Simulateur frais kilométrique : les paramètres à vérifier avant de déclarer
Tous les simulateurs en ligne ne se valent pas. Certains n’ont pas été mis à jour depuis le gel du barème, d’autres appliquent la majoration électrique de façon incorrecte. Avant de reporter un montant sur votre déclaration de revenus, vérifiez ces éléments :
- La puissance fiscale renseignée correspond à celle inscrite sur la carte grise (rubrique P.6), pas à la puissance moteur en chevaux DIN ou en kilowatts
- Le type d’énergie sélectionné distingue bien « 100 % électrique » des autres motorisations, sans catégorie intermédiaire « hybride majorée » qui n’existe pas dans le barème officiel
- La distance annuelle déclarée couvre uniquement les trajets professionnels : domicile-travail (dans la limite de 40 km par trajet sauf circonstances particulières) et déplacements professionnels ponctuels
- Le résultat affiché pour un véhicule électrique est bien supérieur de 20 % au résultat obtenu avec les mêmes paramètres en thermique, ce qui confirme que la majoration est appliquée sur le total
Frais de recharge : déjà inclus dans le barème majoré
Le barème kilométrique couvre forfaitairement l’amortissement du véhicule, l’entretien, les pneumatiques, l’assurance et l’énergie consommée. Pour un véhicule électrique, les frais de recharge sont donc déjà intégrés dans le montant majoré de 20 %. Les ajouter en supplément constituerait un double comptage que l’administration fiscale peut requalifier.
Seules les dépenses de péage et de stationnement professionnel peuvent être ajoutées au montant issu du barème, à condition de conserver les justificatifs.

Frais réels ou abattement forfaitaire de 10 % : quand basculer
Le simulateur donne un montant, mais encore faut-il savoir s’il est pertinent de l’utiliser. Par défaut, l’administration fiscale applique un abattement forfaitaire de 10 % sur les revenus d’activité pour couvrir les frais professionnels. Opter pour les frais réels n’a de sens que si le montant calculé dépasse cet abattement.

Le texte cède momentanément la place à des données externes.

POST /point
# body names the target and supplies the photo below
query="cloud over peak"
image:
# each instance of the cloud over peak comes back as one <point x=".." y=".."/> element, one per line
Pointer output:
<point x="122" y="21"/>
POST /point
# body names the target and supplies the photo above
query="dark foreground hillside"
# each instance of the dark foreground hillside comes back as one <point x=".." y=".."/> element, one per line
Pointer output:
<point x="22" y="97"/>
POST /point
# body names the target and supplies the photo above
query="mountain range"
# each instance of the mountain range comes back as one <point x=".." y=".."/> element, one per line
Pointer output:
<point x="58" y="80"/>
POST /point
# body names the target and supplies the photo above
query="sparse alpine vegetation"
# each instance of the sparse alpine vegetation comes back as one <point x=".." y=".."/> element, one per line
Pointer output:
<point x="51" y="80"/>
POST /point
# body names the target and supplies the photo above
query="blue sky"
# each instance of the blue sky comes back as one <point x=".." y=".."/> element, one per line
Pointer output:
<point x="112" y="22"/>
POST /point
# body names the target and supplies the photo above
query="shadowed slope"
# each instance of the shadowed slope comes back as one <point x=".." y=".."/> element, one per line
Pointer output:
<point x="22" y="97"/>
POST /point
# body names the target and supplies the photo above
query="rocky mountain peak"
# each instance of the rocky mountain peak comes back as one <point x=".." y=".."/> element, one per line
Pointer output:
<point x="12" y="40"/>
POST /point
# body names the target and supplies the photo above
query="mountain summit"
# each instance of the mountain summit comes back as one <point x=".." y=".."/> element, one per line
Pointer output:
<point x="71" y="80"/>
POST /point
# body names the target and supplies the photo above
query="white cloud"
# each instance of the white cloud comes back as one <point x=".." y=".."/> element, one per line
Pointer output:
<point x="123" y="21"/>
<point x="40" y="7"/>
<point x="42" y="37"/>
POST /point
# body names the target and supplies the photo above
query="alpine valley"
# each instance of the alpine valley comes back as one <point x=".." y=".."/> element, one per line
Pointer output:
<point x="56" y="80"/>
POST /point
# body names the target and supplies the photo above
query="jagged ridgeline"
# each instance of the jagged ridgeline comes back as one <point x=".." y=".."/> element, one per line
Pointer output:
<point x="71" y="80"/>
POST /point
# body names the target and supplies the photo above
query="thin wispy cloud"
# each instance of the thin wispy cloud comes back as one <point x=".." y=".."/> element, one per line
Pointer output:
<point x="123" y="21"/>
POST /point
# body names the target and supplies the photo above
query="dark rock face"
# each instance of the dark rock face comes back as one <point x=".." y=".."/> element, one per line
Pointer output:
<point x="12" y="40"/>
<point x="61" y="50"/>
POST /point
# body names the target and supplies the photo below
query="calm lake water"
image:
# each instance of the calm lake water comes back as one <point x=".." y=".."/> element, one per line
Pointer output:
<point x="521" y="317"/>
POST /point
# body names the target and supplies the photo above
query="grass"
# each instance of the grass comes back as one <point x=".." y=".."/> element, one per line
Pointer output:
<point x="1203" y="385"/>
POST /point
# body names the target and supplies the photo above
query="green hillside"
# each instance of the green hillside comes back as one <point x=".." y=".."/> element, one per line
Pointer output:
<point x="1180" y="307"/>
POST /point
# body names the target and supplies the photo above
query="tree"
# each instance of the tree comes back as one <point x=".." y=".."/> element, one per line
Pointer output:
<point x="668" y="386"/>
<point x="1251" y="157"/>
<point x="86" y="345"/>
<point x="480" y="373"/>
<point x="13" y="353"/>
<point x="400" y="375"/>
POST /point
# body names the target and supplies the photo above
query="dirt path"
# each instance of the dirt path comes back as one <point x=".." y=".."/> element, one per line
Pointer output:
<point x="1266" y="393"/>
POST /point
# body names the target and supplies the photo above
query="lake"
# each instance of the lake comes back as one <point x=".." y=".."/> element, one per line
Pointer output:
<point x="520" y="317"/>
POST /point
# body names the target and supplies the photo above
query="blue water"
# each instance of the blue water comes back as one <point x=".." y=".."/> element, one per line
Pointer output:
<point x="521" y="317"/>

Pour un salarié dont le revenu net imposable se situe dans une fourchette moyenne, le seuil de rentabilité dépend à la fois de la distance domicile-travail et de la puissance fiscale du véhicule. La majoration de 20 % pour les véhicules électriques abaisse mécaniquement ce seuil : elle rend l’option frais réels avantageuse à partir d’une distance quotidienne plus courte qu’avec un véhicule thermique.
Justificatifs à conserver
L’option frais réels impose de pouvoir justifier chaque élément déclaré. Les documents à garder sont :
- La carte grise du véhicule, qui atteste de la puissance fiscale et du type d’énergie
- Une attestation de l’employeur confirmant l’absence de prise en charge des frais de transport, ou le montant remboursé à déduire
- Les factures d’entretien et, le cas échéant, les relevés de péage
Les salariés doivent conserver ces pièces pendant trois ans. Les travailleurs indépendants sont soumis à un délai de conservation de dix ans.
Le barème gelé depuis 2023 simplifie au moins un aspect : pas besoin de vérifier chaque année si les coefficients ont changé. En revanche, la distinction nette entre 100 % électrique et toute autre motorisation reste le point de vigilance principal lors de l’utilisation d’un simulateur frais kilométrique en 2026.